Interrater reliability is excellent, with only a slight fall-off for unmet needs. Although there were significant differences between sites, all values of interrater reliability coefficients were over 0.65. The two slightly lower reliabilities for unmet needs (Amsterdam and Verona) are due to higher standard errors of measurement rather than the differences in variances between the samples shown in Table 1. It should be noted that Verona had a larger pool of primary raters and, in this respect, the data from that site may more realistically reflect the range of raters who might use the instrument in practice. The very small standard error of measurement in London might reflect a longer history of CAN training and use.
For individual items, both for testretest and interrater, the items with the lowest k values tend to be those where there are low base rates for the need: for example, drugs. Two items showed both low k and low percentage agreement in the test-retest comparison: psychological distress (item 9) and company (item 14). These two items are not of this character, and there seems to be no obvious pattern in the inconsistent responses over time. It may be that these two items are hard to rate because they are very much related to mood and reflect relatively transient situations.
A point which applies generally, both over time and also between raters, is that there are greater levels of agreement for total needs than for the component items. However, the very skewed nature of the data relating to individual items (i.e. the low base-rates in many cases) makes reliability tests problematic. Indeed it reduces the feasibility of analysing these variables individually, except in very large samples.

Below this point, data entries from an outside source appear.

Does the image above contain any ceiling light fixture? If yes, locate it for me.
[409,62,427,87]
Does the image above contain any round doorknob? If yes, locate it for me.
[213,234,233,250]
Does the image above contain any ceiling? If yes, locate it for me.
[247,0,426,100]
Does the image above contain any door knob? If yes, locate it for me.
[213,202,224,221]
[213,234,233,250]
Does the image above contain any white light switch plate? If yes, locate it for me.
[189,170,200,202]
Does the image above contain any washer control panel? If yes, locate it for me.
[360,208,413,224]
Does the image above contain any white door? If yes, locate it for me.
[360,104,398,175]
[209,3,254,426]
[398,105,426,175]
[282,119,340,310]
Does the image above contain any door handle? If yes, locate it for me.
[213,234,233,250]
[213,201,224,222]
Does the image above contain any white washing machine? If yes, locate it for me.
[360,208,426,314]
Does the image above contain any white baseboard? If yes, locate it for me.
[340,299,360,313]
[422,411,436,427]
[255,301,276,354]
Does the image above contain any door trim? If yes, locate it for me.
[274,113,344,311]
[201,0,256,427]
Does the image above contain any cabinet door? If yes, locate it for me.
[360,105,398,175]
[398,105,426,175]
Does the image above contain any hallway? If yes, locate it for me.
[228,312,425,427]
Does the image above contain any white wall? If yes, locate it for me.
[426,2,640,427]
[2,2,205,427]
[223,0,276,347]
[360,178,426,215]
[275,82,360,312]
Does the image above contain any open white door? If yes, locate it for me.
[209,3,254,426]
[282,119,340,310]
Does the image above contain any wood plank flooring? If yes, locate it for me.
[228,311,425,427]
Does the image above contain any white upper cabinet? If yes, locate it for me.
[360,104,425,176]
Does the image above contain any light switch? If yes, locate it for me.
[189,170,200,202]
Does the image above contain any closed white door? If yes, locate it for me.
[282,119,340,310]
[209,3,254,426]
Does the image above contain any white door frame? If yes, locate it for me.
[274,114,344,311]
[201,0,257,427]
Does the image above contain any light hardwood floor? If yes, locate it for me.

Mean scores did not differ significantly between test and retest, except for one score in one site. The pooled ratings for total needs did decrease slightly over time (at a borderline level of significance) but in general there is little evidence for substantial increase or decrease over time, a problem which might occur if patients tended to reflect on and modify their ideas following an interview. In these respects the CAN can be seen to be stable over time.
This analysis has concentrated on the three total needs scores, rather than individual items. This is because the 22 CAN items, while clearly important in considering the needs of individual patients, are of limited use for analytical purposes when treated in isolation, since most of them are encountered infrequently in individual cases. Similarly, the sections of the CAN relating to levels of formal and informal care received, and formal care required, are most relevant for clinical rather than research purposes. With large samples, the data on particular needs and on care required or received could be analysed, but such samples have hitherto been scarce.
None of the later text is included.